Os livros trazem consigo muitas coisas para além de suas narrativas, trazem suspense, dúvidas, afeto, cumplicidade, graça, medo, tédio… Junto do enredo escolhido pelo autor e pelo ilustrador, os livros favorecem a construção da história de um grupo, de um tempo partilhado juntos. 

Quando me tornei professora, aos dezoito anos de idade, sabia poucas coisas sobre crianças e sobre educação, mas já intuía que ler em voz alta era especial e que tudo que compunha um livro merecia atenção: desde sua capa, cada uma das palavras escolhidas pelos autores, sua pontuação e suas ilustrações. 

Lembro-me que comecei a ler um livro em capítulos,para uma turma de crianças de quatro anos. Eu tinha uma rinite muito intensa e um aluno, chamado Pedro Henrique, me perguntou o porquê do personagem “falar todo entupido”. Na hora, eu achei este comentário gracioso, somente anos depois eu me dei conta de que para ele, naquele momento, quem falava era o personagem e não eu. 

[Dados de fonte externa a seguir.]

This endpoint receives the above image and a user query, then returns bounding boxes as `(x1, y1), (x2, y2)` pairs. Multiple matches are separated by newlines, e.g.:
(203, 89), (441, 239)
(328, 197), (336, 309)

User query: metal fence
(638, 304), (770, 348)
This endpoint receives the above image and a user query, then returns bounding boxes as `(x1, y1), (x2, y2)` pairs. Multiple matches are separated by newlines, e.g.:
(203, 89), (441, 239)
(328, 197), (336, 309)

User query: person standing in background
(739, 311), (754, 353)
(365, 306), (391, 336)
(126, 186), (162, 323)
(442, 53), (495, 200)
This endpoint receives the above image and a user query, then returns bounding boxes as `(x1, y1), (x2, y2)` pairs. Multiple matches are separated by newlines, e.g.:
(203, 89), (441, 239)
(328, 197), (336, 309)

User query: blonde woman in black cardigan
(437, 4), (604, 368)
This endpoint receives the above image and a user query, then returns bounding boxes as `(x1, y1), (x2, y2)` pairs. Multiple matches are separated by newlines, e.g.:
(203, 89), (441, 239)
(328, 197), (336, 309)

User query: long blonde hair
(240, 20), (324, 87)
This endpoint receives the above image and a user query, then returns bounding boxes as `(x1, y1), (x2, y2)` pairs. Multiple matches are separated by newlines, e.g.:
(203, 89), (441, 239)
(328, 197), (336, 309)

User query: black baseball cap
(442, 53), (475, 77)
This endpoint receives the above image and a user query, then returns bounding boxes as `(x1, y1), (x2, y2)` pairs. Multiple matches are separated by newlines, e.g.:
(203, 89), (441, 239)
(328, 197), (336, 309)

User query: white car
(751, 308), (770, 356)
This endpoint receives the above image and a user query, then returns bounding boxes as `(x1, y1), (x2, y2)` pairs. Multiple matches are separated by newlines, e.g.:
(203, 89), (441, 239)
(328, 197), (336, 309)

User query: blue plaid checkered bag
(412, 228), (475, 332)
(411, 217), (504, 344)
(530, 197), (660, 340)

Alguns anos depois, assumi uma sala que tinha vinte e sete crianças entre cinco e seis anos. Era um grupo com uma dinâmica bastante desafiadora e muito agitado. Muitas vezes não conseguia mantê-los muito tempo numa mesma proposta, mas nossas rodas de história eram sempre especiais. Lembro-me que li “As Bruxas” de Roald Dahl em capítulos, parecia que quando iniciava a leitura, as vozes do narrador, do menino e das bruxas convocavam as crianças para um período de trégua. Penso agora, que isto tem relação com o que especialistas em literatura infantil falam sobre o tempo do “era uma vez…”. Quando ocorre uma pausa na voz de comando que os adultos sempre dirigem às crianças, dando lugar a outra modulação, na qual o texto, as ilustrações, e a voz criam paisagens, imagens e/ou sensações que transportam a todos para outra forma de interagir e de “ouvir outras músicas da língua”.  

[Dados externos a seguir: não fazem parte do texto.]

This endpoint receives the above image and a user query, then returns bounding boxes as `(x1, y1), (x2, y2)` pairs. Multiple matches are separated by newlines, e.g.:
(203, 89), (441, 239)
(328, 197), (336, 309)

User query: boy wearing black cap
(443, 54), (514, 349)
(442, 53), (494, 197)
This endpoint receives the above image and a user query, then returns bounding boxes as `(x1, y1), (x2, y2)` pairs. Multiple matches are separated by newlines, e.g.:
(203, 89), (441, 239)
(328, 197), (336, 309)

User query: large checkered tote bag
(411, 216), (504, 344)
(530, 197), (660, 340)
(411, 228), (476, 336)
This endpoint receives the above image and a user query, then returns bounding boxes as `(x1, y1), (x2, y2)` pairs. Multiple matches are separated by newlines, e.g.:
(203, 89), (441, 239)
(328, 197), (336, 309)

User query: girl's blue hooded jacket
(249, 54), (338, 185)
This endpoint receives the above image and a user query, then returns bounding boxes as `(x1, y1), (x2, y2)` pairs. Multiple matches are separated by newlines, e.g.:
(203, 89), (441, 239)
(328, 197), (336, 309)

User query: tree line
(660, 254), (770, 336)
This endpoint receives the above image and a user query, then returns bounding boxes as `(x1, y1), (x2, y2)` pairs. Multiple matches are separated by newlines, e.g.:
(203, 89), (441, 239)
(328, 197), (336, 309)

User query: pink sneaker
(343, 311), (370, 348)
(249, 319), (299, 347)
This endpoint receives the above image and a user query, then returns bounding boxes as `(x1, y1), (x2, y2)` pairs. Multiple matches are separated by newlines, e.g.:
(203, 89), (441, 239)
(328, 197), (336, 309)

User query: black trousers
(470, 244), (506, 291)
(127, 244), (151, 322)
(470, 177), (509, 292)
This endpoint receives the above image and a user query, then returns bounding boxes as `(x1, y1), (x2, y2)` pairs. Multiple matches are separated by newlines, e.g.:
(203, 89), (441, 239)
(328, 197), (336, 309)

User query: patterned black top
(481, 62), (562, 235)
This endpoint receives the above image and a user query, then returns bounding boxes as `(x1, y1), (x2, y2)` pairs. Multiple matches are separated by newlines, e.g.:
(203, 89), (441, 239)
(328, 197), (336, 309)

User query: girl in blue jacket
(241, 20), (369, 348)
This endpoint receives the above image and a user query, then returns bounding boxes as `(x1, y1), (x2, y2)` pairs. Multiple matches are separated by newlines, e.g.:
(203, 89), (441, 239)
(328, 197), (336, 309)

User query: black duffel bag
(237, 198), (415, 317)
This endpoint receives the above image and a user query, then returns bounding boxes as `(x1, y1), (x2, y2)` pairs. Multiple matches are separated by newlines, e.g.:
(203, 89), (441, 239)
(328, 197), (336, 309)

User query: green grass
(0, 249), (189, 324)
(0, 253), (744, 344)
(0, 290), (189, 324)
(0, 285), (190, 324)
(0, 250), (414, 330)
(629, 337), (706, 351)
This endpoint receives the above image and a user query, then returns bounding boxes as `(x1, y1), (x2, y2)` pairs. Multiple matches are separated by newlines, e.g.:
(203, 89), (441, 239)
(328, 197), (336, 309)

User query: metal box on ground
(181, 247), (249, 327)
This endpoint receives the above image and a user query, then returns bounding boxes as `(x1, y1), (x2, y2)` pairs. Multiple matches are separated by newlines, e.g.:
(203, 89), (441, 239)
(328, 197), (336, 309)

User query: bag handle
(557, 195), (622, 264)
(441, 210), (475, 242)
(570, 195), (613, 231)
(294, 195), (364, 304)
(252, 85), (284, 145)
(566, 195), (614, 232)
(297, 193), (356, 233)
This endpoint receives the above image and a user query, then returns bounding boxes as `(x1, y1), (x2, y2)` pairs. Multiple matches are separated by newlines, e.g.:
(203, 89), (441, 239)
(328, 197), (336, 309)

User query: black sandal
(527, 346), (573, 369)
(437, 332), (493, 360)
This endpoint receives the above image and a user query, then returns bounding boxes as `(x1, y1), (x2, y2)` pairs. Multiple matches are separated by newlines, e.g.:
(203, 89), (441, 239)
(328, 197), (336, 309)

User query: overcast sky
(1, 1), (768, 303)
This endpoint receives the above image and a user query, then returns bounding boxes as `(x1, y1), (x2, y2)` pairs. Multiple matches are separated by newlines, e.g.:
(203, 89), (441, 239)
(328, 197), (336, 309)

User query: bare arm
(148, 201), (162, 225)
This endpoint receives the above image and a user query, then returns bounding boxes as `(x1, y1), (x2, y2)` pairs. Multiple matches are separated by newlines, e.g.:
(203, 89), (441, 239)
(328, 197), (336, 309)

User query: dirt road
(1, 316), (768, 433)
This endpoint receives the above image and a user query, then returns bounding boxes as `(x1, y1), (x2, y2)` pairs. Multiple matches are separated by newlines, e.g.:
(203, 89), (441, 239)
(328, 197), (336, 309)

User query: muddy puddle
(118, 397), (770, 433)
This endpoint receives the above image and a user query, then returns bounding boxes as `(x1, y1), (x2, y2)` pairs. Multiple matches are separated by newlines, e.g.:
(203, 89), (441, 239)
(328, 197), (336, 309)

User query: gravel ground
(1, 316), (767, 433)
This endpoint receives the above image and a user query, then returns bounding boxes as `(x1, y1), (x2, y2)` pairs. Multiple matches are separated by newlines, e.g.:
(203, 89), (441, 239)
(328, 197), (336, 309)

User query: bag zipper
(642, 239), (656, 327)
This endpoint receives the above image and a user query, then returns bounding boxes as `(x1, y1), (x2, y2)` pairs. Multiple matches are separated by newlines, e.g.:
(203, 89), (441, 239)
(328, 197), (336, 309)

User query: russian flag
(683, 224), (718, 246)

Recentemente, minha filha Marina que também é professora, me contou que ao mostrar o livro que iria ler, uma criança falou que tinha um igual em sua casa. Mas quando ela terminou a leitura a criança falou “Nossa! Mas esta não é a mesma história que tem na minha casa, esta dá muito mais medo!”. Certamente, as vozes dos personagens ganharam entonações diferentes das que os familiares da criança usam. 

Sempre me encanto ao observar os olhares e expressões das crianças ao ouvirem uma história. Também me chama muito a atenção notar como respiram, como se entrassem no ritmo do personagem, ora de modo ofegante, ora numa respiração mais pausada, como se estivessem partilhando das mesmas sensações. 

Ao final da leitura, sempre ocorre o deleite, quando as crianças se aproximam do livro para verem mais de perto o que mais chamou sua atenção. Este parece um momento de intimidade, quando mesmo sem ainda lerem convencionalmente, travam um diálogo delicioso com o texto. 

É por isso que a leitura diária de bons livros deve ser garantida tanto em casa como nas escolas, pois as histórias favorecem o contato com sentimentos humanos e com uma linguagem enriquecida, encadeada, cheia de modulações, afetos e sonoridades.